The Employment Agency reported a 6.7 per cent registered jobless rate in July, down by 0.1 percentage points on June and 1.5 percentage points on a year earlier.
The registered unemployed people numbered 220,884. They were 3,283 fewer (1.5 per cent) than in June, and 47,216 fewer (17.6 per cent) than a year earlier.
A total of 18,300 unemployed people found jobs in July, including 16,028 on the primary labour market. Subsidized jobs were taken by 2,272 people, of whom 573 started work under programmes and measures envisaged in the Employment Promotion Act, and 1,699 landed jobs under Operational Programme Human Resources Development.
A total of 15,698 vacancies were registered on the primary labour market, including 60.3 per cent in the private sector. Their total number was up 2.9 per cent (440 jobs) from a year earlier.

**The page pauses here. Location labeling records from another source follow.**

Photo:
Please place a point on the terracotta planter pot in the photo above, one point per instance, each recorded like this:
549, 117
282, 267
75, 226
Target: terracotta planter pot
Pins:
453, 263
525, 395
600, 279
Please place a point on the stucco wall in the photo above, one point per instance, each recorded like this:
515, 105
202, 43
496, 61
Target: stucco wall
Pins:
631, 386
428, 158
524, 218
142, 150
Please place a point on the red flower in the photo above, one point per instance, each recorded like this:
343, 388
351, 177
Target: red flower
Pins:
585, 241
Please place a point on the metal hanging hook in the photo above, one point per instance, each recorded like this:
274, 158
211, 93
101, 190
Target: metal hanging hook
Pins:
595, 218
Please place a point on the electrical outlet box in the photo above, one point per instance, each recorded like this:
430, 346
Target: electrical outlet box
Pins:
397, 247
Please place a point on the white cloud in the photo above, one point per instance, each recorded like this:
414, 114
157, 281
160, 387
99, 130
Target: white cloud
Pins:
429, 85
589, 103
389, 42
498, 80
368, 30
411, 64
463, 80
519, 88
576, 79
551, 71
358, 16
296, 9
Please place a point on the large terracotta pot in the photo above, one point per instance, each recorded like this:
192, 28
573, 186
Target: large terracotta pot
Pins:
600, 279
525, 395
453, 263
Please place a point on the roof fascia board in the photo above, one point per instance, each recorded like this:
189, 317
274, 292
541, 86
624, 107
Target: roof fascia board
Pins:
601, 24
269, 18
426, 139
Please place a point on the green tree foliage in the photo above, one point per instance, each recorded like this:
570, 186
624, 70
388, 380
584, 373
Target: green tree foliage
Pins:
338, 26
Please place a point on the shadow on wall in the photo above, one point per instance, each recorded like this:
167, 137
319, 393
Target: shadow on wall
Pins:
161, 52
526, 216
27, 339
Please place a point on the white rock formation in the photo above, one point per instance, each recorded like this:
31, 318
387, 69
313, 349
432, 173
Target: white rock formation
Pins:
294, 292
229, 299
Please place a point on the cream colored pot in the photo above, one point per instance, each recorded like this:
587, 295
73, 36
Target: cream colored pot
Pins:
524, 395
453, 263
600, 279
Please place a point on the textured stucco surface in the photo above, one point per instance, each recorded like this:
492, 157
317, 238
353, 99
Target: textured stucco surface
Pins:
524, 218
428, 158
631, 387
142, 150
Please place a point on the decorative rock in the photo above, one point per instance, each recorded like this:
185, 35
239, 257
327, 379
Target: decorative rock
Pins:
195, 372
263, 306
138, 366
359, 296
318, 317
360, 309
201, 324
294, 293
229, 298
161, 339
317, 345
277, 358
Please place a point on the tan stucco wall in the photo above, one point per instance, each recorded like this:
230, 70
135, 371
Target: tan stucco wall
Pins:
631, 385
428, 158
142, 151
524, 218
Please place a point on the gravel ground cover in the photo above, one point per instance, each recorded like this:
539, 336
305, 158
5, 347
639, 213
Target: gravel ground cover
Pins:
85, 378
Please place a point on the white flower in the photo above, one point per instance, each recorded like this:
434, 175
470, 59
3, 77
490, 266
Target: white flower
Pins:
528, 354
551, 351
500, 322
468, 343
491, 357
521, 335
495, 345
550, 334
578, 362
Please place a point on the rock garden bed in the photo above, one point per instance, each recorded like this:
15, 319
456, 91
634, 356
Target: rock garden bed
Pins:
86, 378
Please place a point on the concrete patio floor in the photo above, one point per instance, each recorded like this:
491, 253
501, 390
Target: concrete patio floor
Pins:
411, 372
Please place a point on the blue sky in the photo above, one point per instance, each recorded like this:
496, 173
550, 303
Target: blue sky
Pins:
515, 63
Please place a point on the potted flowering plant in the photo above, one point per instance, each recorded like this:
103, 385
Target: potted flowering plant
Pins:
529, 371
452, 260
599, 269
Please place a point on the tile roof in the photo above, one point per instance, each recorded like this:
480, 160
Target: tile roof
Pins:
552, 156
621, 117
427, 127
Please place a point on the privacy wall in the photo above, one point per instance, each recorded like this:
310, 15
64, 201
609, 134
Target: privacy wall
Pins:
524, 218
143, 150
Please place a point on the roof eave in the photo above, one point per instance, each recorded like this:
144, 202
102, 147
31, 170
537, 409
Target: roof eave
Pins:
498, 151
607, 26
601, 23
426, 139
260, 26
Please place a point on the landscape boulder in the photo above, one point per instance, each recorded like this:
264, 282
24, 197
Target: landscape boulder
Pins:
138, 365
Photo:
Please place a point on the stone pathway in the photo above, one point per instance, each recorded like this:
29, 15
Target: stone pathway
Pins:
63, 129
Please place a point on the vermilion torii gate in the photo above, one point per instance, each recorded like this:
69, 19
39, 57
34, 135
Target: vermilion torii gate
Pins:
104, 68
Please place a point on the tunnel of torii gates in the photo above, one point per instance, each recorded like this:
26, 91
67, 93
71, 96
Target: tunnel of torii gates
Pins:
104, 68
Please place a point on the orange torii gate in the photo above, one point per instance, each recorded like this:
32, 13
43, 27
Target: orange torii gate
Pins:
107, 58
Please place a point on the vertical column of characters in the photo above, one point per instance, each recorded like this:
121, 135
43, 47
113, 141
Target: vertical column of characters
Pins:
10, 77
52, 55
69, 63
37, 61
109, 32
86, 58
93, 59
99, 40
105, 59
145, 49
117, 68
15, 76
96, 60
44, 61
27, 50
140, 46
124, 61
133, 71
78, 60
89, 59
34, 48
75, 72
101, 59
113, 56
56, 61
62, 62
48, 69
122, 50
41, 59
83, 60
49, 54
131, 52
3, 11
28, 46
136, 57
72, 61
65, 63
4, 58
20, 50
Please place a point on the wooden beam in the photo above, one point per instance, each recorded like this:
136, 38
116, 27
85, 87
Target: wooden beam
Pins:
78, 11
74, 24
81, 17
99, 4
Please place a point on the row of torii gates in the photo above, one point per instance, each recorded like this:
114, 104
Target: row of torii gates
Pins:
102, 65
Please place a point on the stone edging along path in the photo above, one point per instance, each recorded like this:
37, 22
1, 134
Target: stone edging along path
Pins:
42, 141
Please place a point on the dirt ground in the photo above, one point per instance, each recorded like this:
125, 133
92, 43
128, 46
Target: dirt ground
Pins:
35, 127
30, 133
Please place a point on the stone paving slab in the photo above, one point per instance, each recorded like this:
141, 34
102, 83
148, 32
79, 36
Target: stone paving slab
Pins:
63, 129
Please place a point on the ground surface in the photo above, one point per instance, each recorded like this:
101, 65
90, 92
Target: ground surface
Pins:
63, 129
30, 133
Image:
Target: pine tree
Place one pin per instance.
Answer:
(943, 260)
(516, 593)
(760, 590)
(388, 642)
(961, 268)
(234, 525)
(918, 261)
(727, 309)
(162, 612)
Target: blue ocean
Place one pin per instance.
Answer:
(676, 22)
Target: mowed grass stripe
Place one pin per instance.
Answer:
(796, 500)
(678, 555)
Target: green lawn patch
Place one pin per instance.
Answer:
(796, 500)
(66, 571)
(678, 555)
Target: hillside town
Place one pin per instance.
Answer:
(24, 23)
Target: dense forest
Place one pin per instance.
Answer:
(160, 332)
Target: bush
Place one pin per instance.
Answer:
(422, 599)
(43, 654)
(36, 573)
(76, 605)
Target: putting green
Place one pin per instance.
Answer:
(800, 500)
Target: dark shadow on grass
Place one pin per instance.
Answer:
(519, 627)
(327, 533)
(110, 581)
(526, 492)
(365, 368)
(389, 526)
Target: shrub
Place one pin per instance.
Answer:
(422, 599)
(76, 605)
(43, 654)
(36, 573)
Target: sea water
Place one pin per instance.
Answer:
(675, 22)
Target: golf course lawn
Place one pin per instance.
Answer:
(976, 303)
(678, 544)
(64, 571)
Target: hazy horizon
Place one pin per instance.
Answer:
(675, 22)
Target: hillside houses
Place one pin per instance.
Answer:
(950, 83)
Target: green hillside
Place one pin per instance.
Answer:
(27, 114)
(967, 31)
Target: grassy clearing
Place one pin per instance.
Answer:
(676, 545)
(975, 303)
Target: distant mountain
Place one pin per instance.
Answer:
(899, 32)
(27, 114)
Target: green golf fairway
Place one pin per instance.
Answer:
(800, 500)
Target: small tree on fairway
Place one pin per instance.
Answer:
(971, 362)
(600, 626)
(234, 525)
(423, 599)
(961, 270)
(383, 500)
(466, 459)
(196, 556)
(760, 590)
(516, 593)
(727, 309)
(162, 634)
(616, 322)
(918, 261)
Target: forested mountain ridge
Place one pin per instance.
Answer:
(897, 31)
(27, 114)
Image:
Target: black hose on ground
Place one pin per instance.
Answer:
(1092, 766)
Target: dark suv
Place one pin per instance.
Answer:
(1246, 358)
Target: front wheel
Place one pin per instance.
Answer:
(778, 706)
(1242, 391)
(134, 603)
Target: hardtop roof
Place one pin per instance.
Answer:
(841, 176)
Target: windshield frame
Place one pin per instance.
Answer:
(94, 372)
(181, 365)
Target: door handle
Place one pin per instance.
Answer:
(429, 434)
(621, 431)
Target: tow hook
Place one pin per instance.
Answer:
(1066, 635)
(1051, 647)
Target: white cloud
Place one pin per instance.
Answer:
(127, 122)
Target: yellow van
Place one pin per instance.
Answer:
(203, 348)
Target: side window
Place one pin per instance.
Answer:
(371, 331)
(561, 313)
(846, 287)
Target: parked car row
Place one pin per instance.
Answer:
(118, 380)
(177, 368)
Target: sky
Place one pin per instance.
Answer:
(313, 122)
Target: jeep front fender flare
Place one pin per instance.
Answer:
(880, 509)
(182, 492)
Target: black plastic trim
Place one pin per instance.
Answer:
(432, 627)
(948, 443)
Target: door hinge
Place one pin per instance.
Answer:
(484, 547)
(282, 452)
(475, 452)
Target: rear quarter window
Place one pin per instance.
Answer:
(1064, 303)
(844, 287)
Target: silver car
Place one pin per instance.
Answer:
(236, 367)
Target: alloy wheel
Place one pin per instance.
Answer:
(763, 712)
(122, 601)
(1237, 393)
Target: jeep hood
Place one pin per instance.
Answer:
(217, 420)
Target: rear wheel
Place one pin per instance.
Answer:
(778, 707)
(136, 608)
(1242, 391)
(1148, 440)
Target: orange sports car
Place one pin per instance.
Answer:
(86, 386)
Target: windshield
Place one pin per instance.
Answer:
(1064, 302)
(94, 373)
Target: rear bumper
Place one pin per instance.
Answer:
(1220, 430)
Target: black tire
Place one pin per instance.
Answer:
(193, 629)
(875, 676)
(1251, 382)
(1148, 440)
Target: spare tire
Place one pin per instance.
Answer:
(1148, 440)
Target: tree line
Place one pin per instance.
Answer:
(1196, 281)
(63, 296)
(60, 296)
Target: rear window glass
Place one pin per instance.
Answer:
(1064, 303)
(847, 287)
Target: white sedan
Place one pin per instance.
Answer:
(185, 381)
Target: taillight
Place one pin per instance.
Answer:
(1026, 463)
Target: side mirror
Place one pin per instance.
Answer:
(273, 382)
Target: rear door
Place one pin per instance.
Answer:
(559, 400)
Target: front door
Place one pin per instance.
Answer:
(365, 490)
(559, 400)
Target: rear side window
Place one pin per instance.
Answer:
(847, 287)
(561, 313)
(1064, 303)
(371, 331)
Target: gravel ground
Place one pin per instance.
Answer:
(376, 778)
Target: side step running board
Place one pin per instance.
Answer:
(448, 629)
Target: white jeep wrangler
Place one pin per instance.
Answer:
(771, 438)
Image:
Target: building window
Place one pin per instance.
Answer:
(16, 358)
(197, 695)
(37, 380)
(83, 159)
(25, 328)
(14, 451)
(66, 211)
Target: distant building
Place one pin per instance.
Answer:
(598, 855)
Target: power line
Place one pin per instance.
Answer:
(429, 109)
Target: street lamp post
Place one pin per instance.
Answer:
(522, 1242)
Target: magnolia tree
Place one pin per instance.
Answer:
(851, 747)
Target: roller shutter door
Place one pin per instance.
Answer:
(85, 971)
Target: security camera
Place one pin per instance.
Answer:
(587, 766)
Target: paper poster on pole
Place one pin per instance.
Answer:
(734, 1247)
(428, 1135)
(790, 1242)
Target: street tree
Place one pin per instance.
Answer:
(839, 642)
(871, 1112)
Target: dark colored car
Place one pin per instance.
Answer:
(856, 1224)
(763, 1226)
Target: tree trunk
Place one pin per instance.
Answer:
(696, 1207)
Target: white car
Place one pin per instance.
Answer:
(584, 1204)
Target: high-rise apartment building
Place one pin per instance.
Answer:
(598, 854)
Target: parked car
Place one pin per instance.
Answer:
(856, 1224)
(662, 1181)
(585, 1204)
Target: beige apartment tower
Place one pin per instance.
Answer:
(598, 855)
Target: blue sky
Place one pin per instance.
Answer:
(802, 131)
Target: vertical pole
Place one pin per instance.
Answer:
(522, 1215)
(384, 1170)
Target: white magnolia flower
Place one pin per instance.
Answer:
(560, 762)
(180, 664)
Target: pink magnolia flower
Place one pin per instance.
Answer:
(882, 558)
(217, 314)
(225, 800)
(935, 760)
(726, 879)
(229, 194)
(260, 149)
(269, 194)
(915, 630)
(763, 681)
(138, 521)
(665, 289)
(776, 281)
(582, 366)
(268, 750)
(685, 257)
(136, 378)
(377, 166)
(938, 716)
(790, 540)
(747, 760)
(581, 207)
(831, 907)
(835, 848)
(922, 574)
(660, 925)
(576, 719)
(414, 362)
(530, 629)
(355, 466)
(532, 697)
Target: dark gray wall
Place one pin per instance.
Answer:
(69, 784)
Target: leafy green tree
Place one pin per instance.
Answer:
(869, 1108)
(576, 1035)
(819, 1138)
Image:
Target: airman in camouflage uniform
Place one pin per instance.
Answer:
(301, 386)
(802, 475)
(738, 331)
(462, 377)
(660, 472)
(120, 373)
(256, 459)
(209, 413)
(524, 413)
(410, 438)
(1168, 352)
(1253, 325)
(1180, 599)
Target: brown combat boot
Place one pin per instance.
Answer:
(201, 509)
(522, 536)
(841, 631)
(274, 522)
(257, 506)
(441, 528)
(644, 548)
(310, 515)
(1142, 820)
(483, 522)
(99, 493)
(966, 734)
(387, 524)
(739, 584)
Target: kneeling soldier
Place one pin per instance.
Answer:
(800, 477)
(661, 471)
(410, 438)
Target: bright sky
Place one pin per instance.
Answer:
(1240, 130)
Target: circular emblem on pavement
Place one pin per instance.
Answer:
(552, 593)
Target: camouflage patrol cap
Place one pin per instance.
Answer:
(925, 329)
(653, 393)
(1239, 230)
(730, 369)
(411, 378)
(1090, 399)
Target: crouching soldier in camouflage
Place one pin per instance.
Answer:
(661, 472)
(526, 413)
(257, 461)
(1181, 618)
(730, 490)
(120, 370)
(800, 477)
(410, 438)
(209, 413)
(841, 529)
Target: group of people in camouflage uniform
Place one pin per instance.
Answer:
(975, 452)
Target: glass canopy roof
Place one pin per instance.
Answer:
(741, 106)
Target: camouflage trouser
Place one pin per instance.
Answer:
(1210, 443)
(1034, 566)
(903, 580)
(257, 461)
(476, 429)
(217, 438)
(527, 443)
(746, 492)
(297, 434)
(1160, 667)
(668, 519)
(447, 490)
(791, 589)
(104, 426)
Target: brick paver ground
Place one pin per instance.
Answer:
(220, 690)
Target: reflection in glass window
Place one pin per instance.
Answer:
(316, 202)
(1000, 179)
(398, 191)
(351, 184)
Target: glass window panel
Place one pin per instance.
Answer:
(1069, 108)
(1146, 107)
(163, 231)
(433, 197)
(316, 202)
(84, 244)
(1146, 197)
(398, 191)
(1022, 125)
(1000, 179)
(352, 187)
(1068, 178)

Vacancies on the primary labour market were most numerous in the manufacturing industries (4,933), followed by trade (2,600), administrative and auxiliary services (1,638), education (1,310), construction (963), the hospitality industry (817), transport, storage and postal services (582), agriculture, forestry and fisheries (491), and real estate (432).
A breakdown by occupation shows that employers using the services of job centres wanted to hire mainly teachers, shop assistants, workers in the manufacturing industries, stationary machine operators, skilled workers in the food, apparel and woodworking industries, unskilled waste collection workers, drivers and assemblers.